Moving from paper to plastic, or rather resin, we’ll now take a look at the latest figure releases in the Epic Napoleonic range. We have six very neat little boxes here, containing Commanders and Casualties.
Inside the first one, we have here five high-level officers of the Grande Armee, in fact, they don’t come any grander than ‘Old Boney’ himself. Instantly recognisable mounted on his horse, Marengo. Like all the commanders we are going to look at, he really is a great sculpt.
After flicking off a couple of bits of flash, we have a fine example of what Warlord are now able to achieve via their Siocast… sorry ‘Warlord Resin’ production.
I’m not a big fan of the horse’s painfully bent back leg, but as we take a look elsewhere on the models, in the French, Prussian and British Commanders set, it’s hard to find fault with the detail and likenesses on the models.

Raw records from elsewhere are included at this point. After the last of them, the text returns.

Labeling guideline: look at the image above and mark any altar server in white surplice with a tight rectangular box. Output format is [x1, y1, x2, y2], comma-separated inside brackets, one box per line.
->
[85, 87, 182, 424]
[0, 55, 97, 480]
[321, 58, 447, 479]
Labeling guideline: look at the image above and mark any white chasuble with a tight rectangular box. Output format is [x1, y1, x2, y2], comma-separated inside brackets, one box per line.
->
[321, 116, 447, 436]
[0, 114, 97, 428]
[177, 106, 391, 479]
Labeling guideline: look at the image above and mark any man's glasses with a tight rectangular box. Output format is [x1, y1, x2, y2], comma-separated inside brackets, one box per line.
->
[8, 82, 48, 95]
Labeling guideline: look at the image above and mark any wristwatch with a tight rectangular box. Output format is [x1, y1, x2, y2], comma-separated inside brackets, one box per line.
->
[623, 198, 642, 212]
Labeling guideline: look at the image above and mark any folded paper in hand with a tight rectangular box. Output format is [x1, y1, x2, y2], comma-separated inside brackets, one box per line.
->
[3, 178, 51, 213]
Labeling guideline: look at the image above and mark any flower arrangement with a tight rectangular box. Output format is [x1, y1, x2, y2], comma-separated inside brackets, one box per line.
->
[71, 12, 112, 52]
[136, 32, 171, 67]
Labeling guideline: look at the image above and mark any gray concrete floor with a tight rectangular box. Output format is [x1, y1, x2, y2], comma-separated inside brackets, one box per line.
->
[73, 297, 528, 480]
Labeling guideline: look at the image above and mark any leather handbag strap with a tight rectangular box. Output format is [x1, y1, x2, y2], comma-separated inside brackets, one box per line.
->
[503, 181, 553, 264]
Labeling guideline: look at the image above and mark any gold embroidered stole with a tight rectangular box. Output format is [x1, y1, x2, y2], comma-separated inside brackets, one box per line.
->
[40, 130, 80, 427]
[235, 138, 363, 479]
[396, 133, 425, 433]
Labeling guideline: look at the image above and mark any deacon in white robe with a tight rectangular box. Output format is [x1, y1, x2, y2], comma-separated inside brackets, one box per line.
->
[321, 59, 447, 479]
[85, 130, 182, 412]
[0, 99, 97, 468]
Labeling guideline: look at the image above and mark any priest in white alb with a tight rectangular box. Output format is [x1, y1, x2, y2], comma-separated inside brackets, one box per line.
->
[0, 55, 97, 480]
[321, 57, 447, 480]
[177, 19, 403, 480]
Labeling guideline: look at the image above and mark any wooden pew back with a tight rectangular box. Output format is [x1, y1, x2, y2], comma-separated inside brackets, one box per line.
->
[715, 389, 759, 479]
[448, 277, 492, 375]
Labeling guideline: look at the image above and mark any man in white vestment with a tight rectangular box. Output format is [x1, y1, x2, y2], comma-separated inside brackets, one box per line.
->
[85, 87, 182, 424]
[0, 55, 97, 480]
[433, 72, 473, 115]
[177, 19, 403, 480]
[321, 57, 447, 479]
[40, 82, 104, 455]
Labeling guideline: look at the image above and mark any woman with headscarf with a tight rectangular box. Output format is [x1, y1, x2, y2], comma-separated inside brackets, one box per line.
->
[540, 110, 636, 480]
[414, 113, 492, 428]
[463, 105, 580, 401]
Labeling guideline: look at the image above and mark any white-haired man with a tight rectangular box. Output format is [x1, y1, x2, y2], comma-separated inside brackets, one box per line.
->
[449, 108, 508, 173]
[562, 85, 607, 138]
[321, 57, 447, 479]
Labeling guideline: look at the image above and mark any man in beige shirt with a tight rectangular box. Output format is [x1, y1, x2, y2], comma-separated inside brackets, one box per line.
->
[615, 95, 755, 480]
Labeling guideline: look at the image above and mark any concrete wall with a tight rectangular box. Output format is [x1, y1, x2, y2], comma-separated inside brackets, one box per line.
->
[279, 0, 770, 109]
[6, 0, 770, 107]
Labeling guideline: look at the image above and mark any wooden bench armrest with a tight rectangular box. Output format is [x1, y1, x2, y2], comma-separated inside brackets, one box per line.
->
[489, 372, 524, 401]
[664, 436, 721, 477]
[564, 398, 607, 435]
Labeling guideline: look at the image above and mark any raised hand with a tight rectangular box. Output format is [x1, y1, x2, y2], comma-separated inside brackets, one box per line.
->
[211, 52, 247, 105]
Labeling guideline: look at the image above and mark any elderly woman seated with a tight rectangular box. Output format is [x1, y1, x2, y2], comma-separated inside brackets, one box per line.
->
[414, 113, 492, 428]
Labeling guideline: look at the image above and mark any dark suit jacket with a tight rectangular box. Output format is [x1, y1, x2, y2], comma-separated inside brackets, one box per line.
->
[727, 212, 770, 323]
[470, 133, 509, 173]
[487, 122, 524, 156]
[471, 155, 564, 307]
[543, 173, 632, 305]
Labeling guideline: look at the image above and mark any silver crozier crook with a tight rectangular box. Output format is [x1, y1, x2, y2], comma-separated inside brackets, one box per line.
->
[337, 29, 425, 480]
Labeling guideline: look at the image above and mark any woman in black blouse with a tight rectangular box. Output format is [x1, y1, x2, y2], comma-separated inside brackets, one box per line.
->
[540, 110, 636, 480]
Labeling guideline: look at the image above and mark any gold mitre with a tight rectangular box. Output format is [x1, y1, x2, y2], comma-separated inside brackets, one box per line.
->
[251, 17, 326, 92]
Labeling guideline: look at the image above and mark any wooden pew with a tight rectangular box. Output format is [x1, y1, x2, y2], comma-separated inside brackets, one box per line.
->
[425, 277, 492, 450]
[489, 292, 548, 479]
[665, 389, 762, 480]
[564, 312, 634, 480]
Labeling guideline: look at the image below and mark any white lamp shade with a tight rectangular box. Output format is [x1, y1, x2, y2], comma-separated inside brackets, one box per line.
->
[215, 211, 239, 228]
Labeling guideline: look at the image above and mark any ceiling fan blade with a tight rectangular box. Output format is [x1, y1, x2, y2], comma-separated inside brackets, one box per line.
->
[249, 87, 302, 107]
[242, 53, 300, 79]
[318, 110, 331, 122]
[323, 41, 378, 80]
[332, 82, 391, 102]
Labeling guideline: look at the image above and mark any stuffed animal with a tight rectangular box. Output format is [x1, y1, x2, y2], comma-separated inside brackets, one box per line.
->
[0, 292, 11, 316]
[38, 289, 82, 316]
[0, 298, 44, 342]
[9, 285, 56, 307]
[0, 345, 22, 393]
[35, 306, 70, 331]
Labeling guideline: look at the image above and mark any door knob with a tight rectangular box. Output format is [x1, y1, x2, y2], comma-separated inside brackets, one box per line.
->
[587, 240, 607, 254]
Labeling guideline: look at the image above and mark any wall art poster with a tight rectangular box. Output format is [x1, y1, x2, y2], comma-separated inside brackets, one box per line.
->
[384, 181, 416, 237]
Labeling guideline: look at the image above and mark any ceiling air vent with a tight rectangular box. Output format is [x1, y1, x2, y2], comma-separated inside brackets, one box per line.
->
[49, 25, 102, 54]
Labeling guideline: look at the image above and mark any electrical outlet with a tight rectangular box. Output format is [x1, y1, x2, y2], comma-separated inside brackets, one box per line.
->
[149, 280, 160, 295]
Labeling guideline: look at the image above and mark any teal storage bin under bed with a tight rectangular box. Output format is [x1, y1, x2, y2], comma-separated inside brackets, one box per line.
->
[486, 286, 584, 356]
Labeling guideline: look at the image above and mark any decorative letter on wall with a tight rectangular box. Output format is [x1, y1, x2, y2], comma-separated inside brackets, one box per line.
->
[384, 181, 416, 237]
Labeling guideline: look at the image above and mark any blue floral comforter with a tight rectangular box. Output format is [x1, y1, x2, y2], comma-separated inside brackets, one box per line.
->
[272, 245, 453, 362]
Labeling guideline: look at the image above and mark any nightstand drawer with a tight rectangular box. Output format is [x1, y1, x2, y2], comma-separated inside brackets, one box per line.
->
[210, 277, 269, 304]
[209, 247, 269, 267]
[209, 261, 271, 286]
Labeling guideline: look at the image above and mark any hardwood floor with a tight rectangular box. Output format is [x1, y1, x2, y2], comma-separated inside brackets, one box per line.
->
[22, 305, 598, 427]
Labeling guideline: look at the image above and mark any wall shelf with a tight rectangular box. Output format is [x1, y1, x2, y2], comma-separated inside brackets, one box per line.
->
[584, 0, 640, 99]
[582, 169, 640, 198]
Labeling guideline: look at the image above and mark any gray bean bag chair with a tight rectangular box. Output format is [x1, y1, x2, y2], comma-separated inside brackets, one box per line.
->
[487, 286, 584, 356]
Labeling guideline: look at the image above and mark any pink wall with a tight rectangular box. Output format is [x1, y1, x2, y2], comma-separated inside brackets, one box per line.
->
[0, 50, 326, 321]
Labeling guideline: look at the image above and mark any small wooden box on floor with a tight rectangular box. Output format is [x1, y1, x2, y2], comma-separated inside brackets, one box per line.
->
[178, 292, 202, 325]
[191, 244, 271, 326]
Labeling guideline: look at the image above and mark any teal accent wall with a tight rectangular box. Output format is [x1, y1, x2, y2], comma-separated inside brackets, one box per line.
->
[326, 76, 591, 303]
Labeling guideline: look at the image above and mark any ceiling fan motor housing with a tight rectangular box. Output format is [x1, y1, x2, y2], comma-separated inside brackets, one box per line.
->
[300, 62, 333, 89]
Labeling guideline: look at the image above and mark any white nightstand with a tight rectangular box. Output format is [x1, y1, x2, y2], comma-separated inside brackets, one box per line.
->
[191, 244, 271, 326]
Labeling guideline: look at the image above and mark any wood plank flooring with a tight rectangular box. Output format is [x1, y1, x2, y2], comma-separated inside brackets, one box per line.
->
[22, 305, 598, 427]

Turning to the casualty markers, again we have set for each of the three nations, with 18 tokens in each box. Before seeing them in the flesh I did wonder if there was some clever turny wheel device on the models to display the numbers, but actually, much more practically, there are 7 tokens displaying a number one, 6 displaying a two, three displaying a 3, and two engraved with a 4.
I like the fact there is a range of different troop types, and although the block paving around the edge won’t be to everybody’s taste I’m a fan of this extra detail. 28mm Black Powder players might also like to consider the tokens for their games.
A quick word on prices before I leave you to go and check your wallet.
The bundled cost for the book and all the figures is £85 or $136 USD. The book on its own is 20 quid or 32 bucks, and, at present at least, you can’t buy the figures on their own.
So there you have it, Black Powder Epic Battles: The Hundred Days Campaign Bundle, in all its glory.